VISÕES DE UM DEVOTO NAVEGANTE

                                                                     

                                    Não sei o que é pior, se as doenças da alma ou se as do corpo. Quando viemos morar a bordo viemos em busca de jogar no mar as doenças da alma, o stress, as chateações, os mal entendidos, as agruras cotidianas que a cada dia se tornam mais agressivas, sem limites e, que é pior, sem soluções.

                                   Ao longo de nossa vida a bordo do Avoante, já atiramos no mar uma boa parte dessa carga acumulada, mas ainda falta muita coisa. Um dia a gente chega lá!

                                    As doenças do corpo, essas ficam muito difíceis da gente se desvencilhar. Até porque no decorrer dos anos vamos ficando com a validade vencida e assim o corpo vai precisando cada vez mais de manutenção. Isso é a vida!

                                   Mas vamos deixar de conversa fiada é vamos partir para o nosso Diário, mas se não fosse umas dores do corpo, que me atormentam há dois meses, o nosso Diário teria uma cara muito mais alegre, cheio de aventuras, lugares que lavam a alma e muitas novidades para o prazer de todos nós.

                                   Fui presenteado com uma hérnia cervical que vem tirando minha paciência e me amarrando cada vez mais em terra. O Avoante já me olha meio atravessado, tentando decifrar meus pensamentos e a cada vez que me sento à mesa de navegação o sinto fazer alguns alongamentos, na esperança de que dali saia à ordem para levantar âncoras e içar velas.

                                   Mas, a vida segue o seu rumo e com navegadas ou sem navegadas, a verdade é que continuamos fiéis ao nosso mundo náutico e a cada dia renovamos as nossas esperanças nessa vida que bem escolhemos.

                                   A cada dia que amanhece e que acordamos sobre as águas do Potengí, presenciamos a vida que se renova nessas águas tão incompreendidas pelo homem da cidade.

                                   A cada dia que se vai, somos brindados pela magia e todo esplendor do Pôr-do-Sol sobre o Potengí, num dos mais belos espetáculos de nossa cidade. Uma dádiva da natureza, numa demonstração de sua incrível paciência e tolerância com seus agressores.

                                   Do cockpit do Avoante, nos chega os aromas coloridos da praia que dá as boas vindas ao navegante que adentra o Porto de Natal. A praia da Redinha com seus peixes fritos com tapiocas, suas tainhas deliciosas e seus cajus mais doces.
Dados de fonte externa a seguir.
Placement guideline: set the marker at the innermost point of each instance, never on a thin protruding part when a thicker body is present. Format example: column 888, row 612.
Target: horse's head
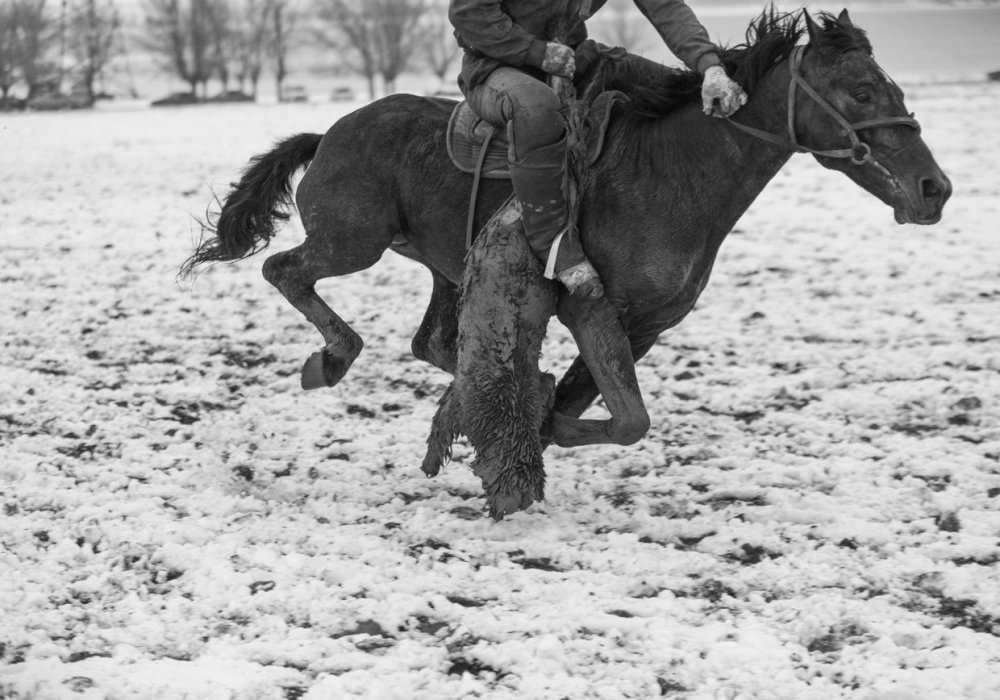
column 856, row 122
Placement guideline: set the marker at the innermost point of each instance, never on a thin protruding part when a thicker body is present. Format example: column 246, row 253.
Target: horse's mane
column 655, row 90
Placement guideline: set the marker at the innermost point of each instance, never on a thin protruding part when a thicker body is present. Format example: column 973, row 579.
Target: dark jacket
column 498, row 33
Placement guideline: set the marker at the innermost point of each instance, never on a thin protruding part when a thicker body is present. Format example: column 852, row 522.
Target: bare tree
column 222, row 39
column 92, row 41
column 253, row 30
column 380, row 34
column 8, row 48
column 182, row 35
column 625, row 28
column 396, row 36
column 33, row 37
column 438, row 45
column 282, row 26
column 351, row 27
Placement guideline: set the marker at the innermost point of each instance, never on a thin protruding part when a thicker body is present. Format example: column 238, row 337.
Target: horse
column 655, row 208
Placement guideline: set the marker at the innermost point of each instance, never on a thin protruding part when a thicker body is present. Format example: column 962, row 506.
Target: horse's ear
column 815, row 33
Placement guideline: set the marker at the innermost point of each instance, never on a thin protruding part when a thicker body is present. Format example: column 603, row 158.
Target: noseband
column 858, row 153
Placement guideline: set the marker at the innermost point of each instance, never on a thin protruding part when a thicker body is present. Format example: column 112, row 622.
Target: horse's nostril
column 930, row 189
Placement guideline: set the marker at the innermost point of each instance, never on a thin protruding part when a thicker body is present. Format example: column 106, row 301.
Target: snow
column 813, row 515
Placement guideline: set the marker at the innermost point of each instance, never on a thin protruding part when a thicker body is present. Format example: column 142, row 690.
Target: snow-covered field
column 815, row 513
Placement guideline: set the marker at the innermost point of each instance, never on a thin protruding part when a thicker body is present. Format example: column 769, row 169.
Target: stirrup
column 582, row 280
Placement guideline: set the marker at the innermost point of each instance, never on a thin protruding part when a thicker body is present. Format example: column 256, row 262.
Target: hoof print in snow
column 948, row 522
column 751, row 554
column 244, row 472
column 669, row 688
column 356, row 410
column 262, row 586
column 474, row 667
column 539, row 563
column 432, row 627
column 79, row 684
column 465, row 602
column 466, row 513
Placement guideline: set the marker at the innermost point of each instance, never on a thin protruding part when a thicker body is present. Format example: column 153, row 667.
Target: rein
column 858, row 153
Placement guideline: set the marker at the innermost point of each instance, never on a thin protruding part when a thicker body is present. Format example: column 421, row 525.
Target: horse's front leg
column 605, row 348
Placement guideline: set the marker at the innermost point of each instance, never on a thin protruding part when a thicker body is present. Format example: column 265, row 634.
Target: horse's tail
column 254, row 205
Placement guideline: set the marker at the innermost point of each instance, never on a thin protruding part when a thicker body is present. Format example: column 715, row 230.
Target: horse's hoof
column 322, row 370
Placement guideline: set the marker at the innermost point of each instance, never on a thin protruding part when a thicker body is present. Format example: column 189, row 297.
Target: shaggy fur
column 499, row 399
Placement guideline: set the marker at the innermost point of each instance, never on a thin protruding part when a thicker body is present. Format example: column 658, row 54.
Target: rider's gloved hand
column 559, row 60
column 720, row 94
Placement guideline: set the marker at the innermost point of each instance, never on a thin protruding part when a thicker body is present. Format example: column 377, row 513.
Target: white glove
column 559, row 60
column 720, row 94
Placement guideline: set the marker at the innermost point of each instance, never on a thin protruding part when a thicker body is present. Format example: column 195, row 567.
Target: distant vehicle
column 342, row 94
column 57, row 100
column 293, row 93
column 10, row 104
column 449, row 93
column 231, row 96
column 175, row 99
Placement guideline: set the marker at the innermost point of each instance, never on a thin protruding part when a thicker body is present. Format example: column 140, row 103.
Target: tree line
column 49, row 45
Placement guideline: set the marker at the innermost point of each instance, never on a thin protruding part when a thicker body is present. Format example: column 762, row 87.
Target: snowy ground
column 815, row 513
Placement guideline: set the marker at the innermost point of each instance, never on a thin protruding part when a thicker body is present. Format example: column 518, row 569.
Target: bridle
column 859, row 152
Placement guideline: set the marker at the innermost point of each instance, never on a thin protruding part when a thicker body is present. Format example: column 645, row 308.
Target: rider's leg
column 537, row 133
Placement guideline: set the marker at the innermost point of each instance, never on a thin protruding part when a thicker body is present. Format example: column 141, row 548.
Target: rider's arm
column 485, row 27
column 683, row 33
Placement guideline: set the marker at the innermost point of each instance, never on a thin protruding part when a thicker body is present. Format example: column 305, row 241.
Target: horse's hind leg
column 295, row 273
column 437, row 338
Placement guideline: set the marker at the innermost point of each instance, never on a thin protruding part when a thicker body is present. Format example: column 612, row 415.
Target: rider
column 509, row 50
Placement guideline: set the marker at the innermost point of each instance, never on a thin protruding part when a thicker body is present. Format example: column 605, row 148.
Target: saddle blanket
column 468, row 134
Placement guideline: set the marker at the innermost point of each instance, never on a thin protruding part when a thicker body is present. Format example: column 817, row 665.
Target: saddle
column 481, row 149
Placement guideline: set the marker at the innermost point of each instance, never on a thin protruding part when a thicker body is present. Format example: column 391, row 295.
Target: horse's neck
column 727, row 169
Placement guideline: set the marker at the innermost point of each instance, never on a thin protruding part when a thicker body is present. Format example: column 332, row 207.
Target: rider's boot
column 539, row 183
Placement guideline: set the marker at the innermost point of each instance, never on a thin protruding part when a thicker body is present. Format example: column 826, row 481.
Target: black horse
column 656, row 206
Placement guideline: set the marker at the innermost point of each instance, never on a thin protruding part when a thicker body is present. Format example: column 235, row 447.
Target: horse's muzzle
column 925, row 200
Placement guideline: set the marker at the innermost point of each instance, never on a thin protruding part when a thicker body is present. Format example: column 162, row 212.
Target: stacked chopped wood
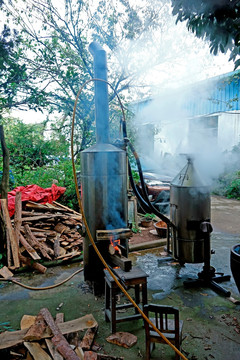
column 41, row 232
column 42, row 337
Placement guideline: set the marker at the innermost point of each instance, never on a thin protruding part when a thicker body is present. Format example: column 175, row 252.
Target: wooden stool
column 134, row 279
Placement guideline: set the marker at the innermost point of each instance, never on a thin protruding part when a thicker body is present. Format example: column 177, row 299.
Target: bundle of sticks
column 40, row 232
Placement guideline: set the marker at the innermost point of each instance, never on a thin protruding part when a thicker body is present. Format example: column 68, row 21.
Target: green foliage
column 215, row 20
column 17, row 86
column 148, row 216
column 228, row 183
column 60, row 174
column 233, row 190
column 28, row 147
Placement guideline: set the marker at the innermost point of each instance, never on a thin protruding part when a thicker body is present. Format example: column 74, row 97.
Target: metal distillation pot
column 189, row 207
column 103, row 174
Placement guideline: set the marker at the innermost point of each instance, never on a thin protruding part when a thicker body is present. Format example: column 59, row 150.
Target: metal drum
column 104, row 194
column 189, row 207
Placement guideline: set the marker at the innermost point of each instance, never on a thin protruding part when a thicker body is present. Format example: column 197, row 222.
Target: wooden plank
column 121, row 233
column 18, row 215
column 88, row 338
column 59, row 318
column 32, row 264
column 36, row 244
column 124, row 263
column 36, row 351
column 66, row 208
column 28, row 248
column 60, row 342
column 12, row 338
column 27, row 321
column 43, row 217
column 9, row 252
column 53, row 351
column 11, row 233
column 36, row 331
column 56, row 246
column 6, row 273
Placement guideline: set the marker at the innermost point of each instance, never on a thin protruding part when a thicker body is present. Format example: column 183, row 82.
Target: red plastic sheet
column 34, row 193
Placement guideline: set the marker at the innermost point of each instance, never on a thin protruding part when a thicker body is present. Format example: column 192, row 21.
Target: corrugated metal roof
column 218, row 94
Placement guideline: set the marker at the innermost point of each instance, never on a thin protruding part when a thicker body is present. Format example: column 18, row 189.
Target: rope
column 88, row 230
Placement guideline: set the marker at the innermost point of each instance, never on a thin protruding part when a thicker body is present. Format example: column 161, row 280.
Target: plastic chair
column 166, row 319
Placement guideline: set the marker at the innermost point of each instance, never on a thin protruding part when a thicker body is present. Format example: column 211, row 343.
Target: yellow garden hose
column 88, row 230
column 44, row 287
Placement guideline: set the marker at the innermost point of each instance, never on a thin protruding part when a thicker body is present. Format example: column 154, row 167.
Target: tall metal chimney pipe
column 101, row 93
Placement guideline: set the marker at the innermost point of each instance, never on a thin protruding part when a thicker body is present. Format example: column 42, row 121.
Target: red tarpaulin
column 34, row 193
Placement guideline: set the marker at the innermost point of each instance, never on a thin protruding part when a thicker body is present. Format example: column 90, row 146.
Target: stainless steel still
column 189, row 207
column 104, row 189
column 103, row 175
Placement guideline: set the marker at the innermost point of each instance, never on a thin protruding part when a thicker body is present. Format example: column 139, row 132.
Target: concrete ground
column 211, row 322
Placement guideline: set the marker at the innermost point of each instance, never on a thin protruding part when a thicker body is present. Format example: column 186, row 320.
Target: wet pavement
column 211, row 322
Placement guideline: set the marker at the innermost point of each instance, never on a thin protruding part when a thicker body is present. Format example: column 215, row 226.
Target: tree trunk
column 4, row 186
column 5, row 175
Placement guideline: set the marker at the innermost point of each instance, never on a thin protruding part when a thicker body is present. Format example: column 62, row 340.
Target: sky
column 170, row 58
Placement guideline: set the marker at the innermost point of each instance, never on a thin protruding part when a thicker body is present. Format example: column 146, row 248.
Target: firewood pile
column 40, row 233
column 42, row 337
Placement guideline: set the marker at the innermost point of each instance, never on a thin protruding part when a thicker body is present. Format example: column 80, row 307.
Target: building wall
column 228, row 130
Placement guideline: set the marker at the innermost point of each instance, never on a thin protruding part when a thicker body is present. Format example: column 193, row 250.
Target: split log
column 6, row 273
column 11, row 233
column 124, row 339
column 12, row 338
column 68, row 255
column 36, row 351
column 88, row 338
column 27, row 321
column 53, row 351
column 32, row 264
column 124, row 263
column 36, row 244
column 29, row 249
column 116, row 233
column 57, row 246
column 43, row 217
column 66, row 208
column 9, row 252
column 18, row 215
column 36, row 331
column 90, row 355
column 59, row 318
column 60, row 228
column 58, row 339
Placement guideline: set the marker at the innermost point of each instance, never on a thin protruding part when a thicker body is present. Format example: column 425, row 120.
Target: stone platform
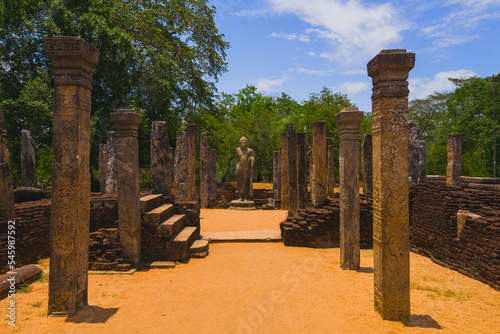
column 242, row 205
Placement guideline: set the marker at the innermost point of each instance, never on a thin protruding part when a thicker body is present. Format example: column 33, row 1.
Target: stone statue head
column 243, row 142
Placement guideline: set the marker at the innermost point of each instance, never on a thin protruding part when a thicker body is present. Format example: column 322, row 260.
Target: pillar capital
column 389, row 70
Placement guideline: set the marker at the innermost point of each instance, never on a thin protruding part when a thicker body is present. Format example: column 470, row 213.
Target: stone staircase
column 168, row 233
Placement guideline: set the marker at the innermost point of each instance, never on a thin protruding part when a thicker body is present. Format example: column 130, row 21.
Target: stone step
column 178, row 248
column 199, row 249
column 157, row 216
column 171, row 226
column 150, row 202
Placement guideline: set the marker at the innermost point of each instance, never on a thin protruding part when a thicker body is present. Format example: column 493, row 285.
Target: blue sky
column 300, row 46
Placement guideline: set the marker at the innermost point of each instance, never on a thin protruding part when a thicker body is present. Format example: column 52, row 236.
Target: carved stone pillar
column 454, row 168
column 126, row 123
column 160, row 157
column 28, row 165
column 319, row 171
column 349, row 121
column 389, row 71
column 302, row 198
column 73, row 60
column 6, row 184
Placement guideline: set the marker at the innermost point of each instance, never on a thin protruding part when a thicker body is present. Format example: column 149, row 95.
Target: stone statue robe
column 244, row 172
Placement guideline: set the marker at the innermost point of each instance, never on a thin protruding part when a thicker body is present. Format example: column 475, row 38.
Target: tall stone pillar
column 205, row 157
column 181, row 170
column 102, row 167
column 126, row 123
column 389, row 71
column 319, row 170
column 291, row 140
column 454, row 169
column 276, row 175
column 349, row 121
column 28, row 165
column 212, row 175
column 422, row 165
column 160, row 156
column 111, row 163
column 330, row 189
column 366, row 163
column 191, row 162
column 302, row 198
column 285, row 200
column 6, row 184
column 72, row 59
column 413, row 153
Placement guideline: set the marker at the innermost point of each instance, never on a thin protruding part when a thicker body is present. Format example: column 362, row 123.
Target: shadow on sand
column 92, row 315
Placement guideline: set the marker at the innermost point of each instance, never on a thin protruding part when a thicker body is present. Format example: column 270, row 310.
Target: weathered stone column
column 205, row 155
column 276, row 175
column 6, row 184
column 181, row 170
column 191, row 162
column 349, row 121
column 331, row 171
column 160, row 157
column 389, row 71
column 291, row 140
column 302, row 198
column 212, row 175
column 285, row 200
column 28, row 164
column 413, row 153
column 454, row 169
column 102, row 167
column 366, row 163
column 422, row 165
column 111, row 163
column 319, row 170
column 126, row 123
column 73, row 60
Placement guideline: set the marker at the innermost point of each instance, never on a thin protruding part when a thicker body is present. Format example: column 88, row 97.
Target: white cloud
column 354, row 87
column 292, row 37
column 269, row 85
column 355, row 30
column 302, row 70
column 422, row 87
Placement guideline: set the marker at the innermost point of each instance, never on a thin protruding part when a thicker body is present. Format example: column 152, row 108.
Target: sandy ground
column 263, row 288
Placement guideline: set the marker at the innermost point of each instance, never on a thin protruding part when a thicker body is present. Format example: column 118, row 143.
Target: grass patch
column 434, row 292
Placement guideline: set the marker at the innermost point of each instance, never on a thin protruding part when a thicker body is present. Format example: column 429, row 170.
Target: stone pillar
column 319, row 170
column 276, row 175
column 413, row 153
column 160, row 156
column 111, row 163
column 285, row 200
column 212, row 174
column 366, row 163
column 181, row 170
column 330, row 189
column 191, row 161
column 422, row 166
column 291, row 140
column 205, row 155
column 72, row 59
column 102, row 167
column 389, row 71
column 302, row 198
column 28, row 165
column 349, row 121
column 126, row 123
column 454, row 169
column 6, row 184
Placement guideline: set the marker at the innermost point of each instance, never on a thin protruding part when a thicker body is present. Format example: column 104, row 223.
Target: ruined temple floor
column 263, row 288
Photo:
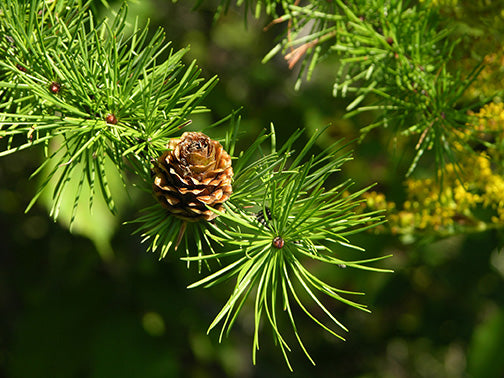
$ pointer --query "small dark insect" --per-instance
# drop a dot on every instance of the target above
(262, 219)
(111, 118)
(278, 242)
(55, 87)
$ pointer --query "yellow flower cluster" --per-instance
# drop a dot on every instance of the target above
(469, 199)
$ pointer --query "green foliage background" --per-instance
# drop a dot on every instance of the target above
(102, 307)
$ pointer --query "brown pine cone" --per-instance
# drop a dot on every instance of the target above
(195, 172)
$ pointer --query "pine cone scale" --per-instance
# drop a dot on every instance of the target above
(194, 174)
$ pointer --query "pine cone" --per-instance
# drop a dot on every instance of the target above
(195, 172)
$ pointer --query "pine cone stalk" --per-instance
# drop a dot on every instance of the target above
(193, 174)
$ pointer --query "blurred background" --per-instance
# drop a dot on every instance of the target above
(93, 303)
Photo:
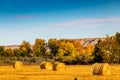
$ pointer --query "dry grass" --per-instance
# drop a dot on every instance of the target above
(82, 72)
(18, 65)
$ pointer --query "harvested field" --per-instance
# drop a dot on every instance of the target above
(81, 72)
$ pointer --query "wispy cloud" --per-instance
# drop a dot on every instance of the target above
(86, 21)
(25, 17)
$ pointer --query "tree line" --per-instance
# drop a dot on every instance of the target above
(107, 50)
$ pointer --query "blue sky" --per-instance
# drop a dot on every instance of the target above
(30, 19)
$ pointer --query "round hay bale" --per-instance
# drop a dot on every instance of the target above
(46, 65)
(59, 66)
(101, 69)
(18, 65)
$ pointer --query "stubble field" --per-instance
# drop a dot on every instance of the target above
(81, 72)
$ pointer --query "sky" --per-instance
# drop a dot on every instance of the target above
(45, 19)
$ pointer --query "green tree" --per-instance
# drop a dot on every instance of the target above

O gosto forte e saboroso da cachaça e o refrescante sabor de uma cerveja bem gelada nos boxes do Mercado.

                                   Plantada nas areias de uma praia que agoniza espremida entre o progresso torto de uma ponte e a beleza da história que ainda ecoa por entre as pedras de uma fortaleza brilhante como a própria estrela dos Reis Magos, avistamos do nosso pequeno espaço, as pedras negras da Igrejinha da Redinha. De lá, uma Nossa Senhora dos Navegantes espera pacientemente a comemoração do seu dia para poder sair de sua redoma e ver com seus olhos, bem abertos, que as promessas dos homens não passam de palavras jogadas ao vento.

                                   Nossa Senhora dos Navegantes, padroeira dos homens do mar, Mãe dos pescadores e Senhora amada pelos nativos e antigos veranistas de uma Redinha esquecida, mas que de tão simples e apaixonante ainda resiste ao mundo e aos homens que acham que tem o poder.

                                   Do Avoante, vimos Nossa Senhora dos Navegantes, num Domingo de festa, sendo cortejada e levada num dos seus barquinhos, pelas águas de um rio que sempre a acolheu. O seu dia foi festejado com todo fervor por aqueles que reconhecem a sua força e sua bondade.

                                   Faltou a pompa e alegria de uma Banda de Música da Marinha, que em anos passados sempre se fazia presente, mas este ano vimos crescer o número de embarcações a seguir a Santa padroeira. Eu contei 23, poderia ser mais, mas foi bem maior do que as 11 do ano anterior e com certeza bem menor do que as que não quiseram prestigiar a Santa e foram se esbaldar nuns Parrachos para lados de Pirangí. Não acredito que a Santa castigue os navegantes, mas a coisa não anda bem para os lados da bela Pirangi. Foi muita coincidência!

                                   Pedi minhas melhoras a Santa e acho que ela vai conceder.